# vscode-workspace-gen
A cli tool for generating vscode workspace files from a template.
The goal is to workaround https://github.com/microsoft/vscode/issues/53557
vscode settings and workspace files suffer from huge json duplication. With this tool you can
specify json objects you want to reuse and then reference them instead of duplicating.
## Installation
`cargo install vscode-workspace-gen`
## Usage:
A real scenario could be factoring-out duplicated vscode launches, pretty printers and source map settings.
For the purpose of this example we'll just show some dummy JSON instead.
Add every object you want to reuse to the `gen.globals` section.
```
{
"gen.globals": {
"numbers": {
"one": 1,
"two": 2,
"three": 3
}
},
"obj1": {
"a": "@{numbers}"
},
"obj2": {
"b": "@{numbers}"
}
}
```
Run it on your template:
`vscode-workspace-gen -t vscode.code-workspace.template`
and get:
```
{
"obj1": {
"a": {
"one": 1,
"two": 2,
"three": 3
}
},
"obj2": {
"b": {
"one": 1,
"two": 2,
"three": 3
}
}
}
```
## Syntax
### gen.description
You can add descriptions in your template objects. They won't be present in the output.
```
"obj1": {
"gen.description" : "Some field with some purpose"
}
```
### inline expansion and nested expansion
Inline expansion, `@@{foo}` will expand the contents of `foo` into the parent object.
Nested expansion, `@{foo}` is similar, but won't discard `foo`'s actual container, and will nest it.
For example, given `"list" : [10, 20, 30]`
The following template:
```
"obj": {
"somelist1" : [1, 2, 3, "@{list}"],
"somelist2" : [1, 2, 3, "@@{list}"]
}
```
results in:
```
"obj": {
"somelist1" : [1, 2, 3, [10, 20, 30]],
"somelist2" : [1, 2, 3, 10, 20, 30]
}
```
### gen.os
You can make certain objects only available on specific operating systems.
```
"obj": {
"gen.os" : [ "windows, "linux" ]
}
```
If run on `macos`, the above object won't be included in the output.
### config
You can create a `.vscode-workspace-gen.json` file and change some settings.
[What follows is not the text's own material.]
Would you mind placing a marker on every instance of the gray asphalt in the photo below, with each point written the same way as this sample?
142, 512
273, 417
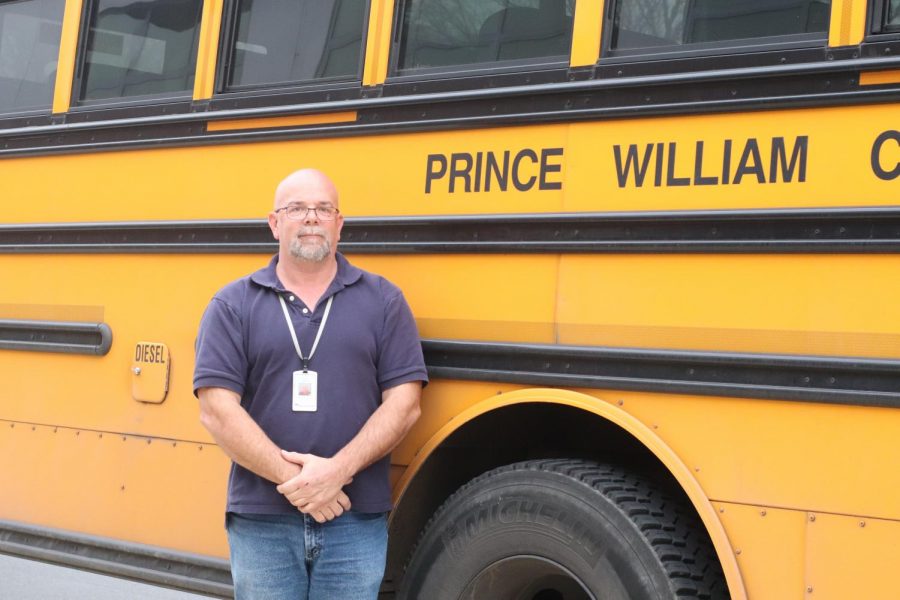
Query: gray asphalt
22, 579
Currently supported settings:
```
{
"json_indent": 2,
"output_filename": "vscode.code-workspace",
"per_os_output_filenames": {
"linux": "linux.code-workspace",
"windows": "windows.code-workspace",
"macos": "macos.code-workspace"
}
}
```
- `json_indent` Specifies the amount of indentation for the JSON output
- `output_filename` Equivalent to passing `-c `. The commandline has priority though.
- `per_os_output_filenames` Allows to generate output for each operating system. Each file is potentially different, due to usage of `gen.os`
This option is incompatible with `output_filename`.
## Env var replacing
Since vscode won't replace `${env_var}` everywhere, we support replacing env vars as well, but in a more consistent manner.\n
Any occurrence of `$${env_var}` will be replaced with the env var's contents. This workarounds msvc launcher supporting expanding
`${env}` while the LLDB ones not.
## Convenience for Qt
If you passed `--features qt` to `cargo install`, you have some convenience options regarding Qt.
For now, it adds:
- `--download_qtnatvis` Downloads the `qt6.natvis`, which contains pretty printers for debugging Qt.
- `--create-default-vscode-workspace` Creates a vscode template suitable for Qt development.